A major pursuit in the science of artificial intelligence (AI) is the balance between how big a program is and how much data it uses. After all, it costs real money, tens of millions of dollars, to buy Nvidia GPU chips to run AI, and to gather billions of bytes of data to train neural networks — and how much you need is a question with very practical implications.
Google’s DeepMind unit last year codified the exact balance between computing power and training data as a kind of law of AI. That rule of thumb, which has come to be called “The Chinchilla Law”, says you can reduce the size of a program to just a quarter of its initial size if you also increase the amount of data it’s trained on by four times the initial size.

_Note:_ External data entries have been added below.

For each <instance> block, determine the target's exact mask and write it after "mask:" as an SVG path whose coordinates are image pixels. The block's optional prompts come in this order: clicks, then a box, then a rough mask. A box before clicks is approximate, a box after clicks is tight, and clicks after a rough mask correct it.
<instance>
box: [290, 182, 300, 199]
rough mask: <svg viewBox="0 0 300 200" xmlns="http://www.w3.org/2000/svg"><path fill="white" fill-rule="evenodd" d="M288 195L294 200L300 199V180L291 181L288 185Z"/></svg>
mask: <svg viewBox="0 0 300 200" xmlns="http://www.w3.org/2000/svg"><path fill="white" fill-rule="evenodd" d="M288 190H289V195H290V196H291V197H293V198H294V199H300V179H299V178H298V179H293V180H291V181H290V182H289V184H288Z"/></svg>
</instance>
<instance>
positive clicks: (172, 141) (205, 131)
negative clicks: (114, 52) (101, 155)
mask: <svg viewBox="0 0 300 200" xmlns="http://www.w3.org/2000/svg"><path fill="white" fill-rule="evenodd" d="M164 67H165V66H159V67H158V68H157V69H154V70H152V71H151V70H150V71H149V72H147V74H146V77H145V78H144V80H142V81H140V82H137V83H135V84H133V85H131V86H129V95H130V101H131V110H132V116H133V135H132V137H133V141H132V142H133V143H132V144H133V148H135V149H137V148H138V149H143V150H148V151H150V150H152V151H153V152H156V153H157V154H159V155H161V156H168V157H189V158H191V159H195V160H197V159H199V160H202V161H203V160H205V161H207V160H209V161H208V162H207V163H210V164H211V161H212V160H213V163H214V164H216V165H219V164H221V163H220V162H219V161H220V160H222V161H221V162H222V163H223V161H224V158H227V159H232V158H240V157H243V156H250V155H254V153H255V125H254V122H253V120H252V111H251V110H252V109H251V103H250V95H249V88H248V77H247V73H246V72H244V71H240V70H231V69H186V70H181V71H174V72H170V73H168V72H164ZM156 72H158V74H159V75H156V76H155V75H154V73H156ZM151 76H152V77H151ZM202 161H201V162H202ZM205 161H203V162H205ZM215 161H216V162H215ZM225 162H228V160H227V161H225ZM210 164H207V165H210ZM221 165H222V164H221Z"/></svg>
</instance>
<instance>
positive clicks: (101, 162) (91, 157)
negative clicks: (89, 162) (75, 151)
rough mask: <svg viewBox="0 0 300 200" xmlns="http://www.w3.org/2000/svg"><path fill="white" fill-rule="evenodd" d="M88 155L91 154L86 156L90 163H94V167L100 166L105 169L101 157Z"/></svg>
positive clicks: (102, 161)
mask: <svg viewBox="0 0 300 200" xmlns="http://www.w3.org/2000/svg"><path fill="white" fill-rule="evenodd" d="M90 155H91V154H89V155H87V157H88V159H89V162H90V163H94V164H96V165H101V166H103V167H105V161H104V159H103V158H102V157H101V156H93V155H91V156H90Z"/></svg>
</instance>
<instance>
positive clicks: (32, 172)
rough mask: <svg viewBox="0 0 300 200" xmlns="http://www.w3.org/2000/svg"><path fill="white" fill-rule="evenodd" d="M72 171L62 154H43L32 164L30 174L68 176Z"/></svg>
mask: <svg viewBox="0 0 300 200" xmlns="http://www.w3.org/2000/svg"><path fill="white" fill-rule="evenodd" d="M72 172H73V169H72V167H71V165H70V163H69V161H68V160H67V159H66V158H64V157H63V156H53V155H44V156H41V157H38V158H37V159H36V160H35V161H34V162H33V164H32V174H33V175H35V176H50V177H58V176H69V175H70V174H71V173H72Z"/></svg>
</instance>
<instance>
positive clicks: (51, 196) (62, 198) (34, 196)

The point of Chinchilla, and it’s an important one, is that programs can achieve an optimal result in terms of accuracy while being less gigantic. Build smaller programs, but train for longer on the data, says Chinchilla. Less is more, in other words, in deep-learning AI, for reasons not yet entirely understood.
In a paper published this month, DeepMind and its collaborators build upon that insight by suggesting it’s possible to do even better by stripping away whole parts of the neural network, pushing performance further once a neural net has hit a wall.
According to lead author Elias Frantar of Austria’s Institute of Science and Technology, and collaborators at DeepMind, you can get the same results in term of accuracy from a neural network that’s half the size of another if you employ a technique called “sparsity”.
Sparsity, an obscure element of neural networks that has been studied for years, is a technique that borrows from the actual structure of human neurons. Sparsity refers to turning off some of the connections between neurons. In human brains, these connections are known as synapses.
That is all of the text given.